Monk : Il y en a partout. C-a c-a. c-a-c-a c-a-c-a
Opératrice : Arrêtez une seconde d’épeler ce mot. Vous voulez me dire que l’enfant a Sali sa couche, c’est ça ?
Monk : Oui, l’enfant a sali sa couche. Il y a du c-a-c-a partout !
Opératrice : Dites moi, vous n’avez jamais changé une couche auparavant ?
Monk : Dépêchez vous !
Opératrice : D’accord, écoutez attentivement. Il y a surement deux attaches auto agrippantes sur les cotés de la couche. Trouvez les !
Monk : D’accord ! j’ai trouvé les attaches.
Opératrice : Maintenant, vous pouvez les ouvrir.
Monk : Oh la la, non ! oh oh oh ! Par tous les Saints !
Opératrice : Ca va aller, Monsieur. Avez-vous des lingettes humides ?
Monk : Oui, je dois en avoir environ deux mille !
Opératrice : Ce sera bien suffisant.
Monk : Non ! ça ne suffira jamais !
Opératrice : Vous devez maintenant nettoyer les fesses de cet enfant.
Monk : Oh la la, aaaaah ! oh oh …
Opératrice : Monsieur, est-ce que le petit va bien ?
Monk : Il va très bien le petit. C’est moi ! Attendez une minute. Qu’est-ce que … oh non, mon Dieu, il en fait encore, là !
Opératrice : Est-ce que c’est la grosse ou la petite commission ?
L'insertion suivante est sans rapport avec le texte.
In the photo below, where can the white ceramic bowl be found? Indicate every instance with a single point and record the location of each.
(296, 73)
Monk : C’est la GROSSE ! et puis la petite aussi ! oh mon Dieu, ça n’arrête pas ! Il y en a partout, Madame !
Opératrice : Je vous rappelle que cette ligne est réservée aux urgences, il faut que je vous laisse.
Monk a fabriqué un lit avec des coussins, Tommy dort. Monk lui passe un disque de musique pour enfants.
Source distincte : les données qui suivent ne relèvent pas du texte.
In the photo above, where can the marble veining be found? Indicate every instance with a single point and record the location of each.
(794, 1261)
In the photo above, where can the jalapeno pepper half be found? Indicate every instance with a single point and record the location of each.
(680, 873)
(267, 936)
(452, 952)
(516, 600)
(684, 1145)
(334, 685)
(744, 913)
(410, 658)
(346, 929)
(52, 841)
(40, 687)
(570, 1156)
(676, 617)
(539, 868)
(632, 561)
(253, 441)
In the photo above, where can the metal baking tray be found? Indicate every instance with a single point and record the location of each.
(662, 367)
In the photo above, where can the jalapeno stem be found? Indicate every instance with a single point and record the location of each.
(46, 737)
Disque : Et voilà, les enfants, c’était le piano. Et l’instrument que vous entendez à présent, c’est le violon. Maintenant, nous allons écouter le piano avec le violon.
Monk, Nathalie et Tommy sont en embuscade devant la maison des Carlyle.
Nathalie : Vous êtes sur qu’il va bien ?
Monk : Oh oui, oui, il va bien.
Nathalie : Pourquoi vous lui avez mis un gros anorak ?
Monk : J’ai trouvé qu’il grelottait un peu et l’air était assez frais ce matin.
Nathalie : Mais ce n’est pas vrai ! regardez, il est en nage ! oh, ça va aller mon trésor. On va ouvrir l’anorak et tu auras moins chaud, hein ? qu’est-ce qu’on vient faire ici ?
Monk : Vous vous souvenez du garçon qu’on a vu l’autre jour ? Daniel Carlyle. ? Ce n’était pas le vrai Daniel Carlyle. Ce garçon n’était pas du tout violoniste.
Nathalie : Vous êtes sur ?
Monk : J’ai repensé à un tout petit détail. Il nous a dit qu’on avait interrompu sa répétition. Mais il tenait à la main un archer qui n’était pas tendu. Alors il ne pouvait pas jouer. De plus je suis allé à la billetterie ce matin. J’ai trouvé ceci. Quintet de Bay city. Regardez, c’est le groupe dont Daniel Carlyle fait partie, vous vous souvenez ? il nous a dit qu’il donnait un concert ce soir là. Lisez, il n’y a aucun concert la dessus.
Nathalie : Tout ça à cause d’un archer ?
Monk : Je pense qu’on a parlé à son frère.
Nathalie : Mais pourquoi nous auraient ils menti ?
Monk : Je n’en sais rien. Il se peut … peut être bien que Daniel Carlyle est mort. Et que c’est le frère et la mère qui l’ont tué.
Nathalie : Non ! Je n’arrive pas à croire à cette histoire !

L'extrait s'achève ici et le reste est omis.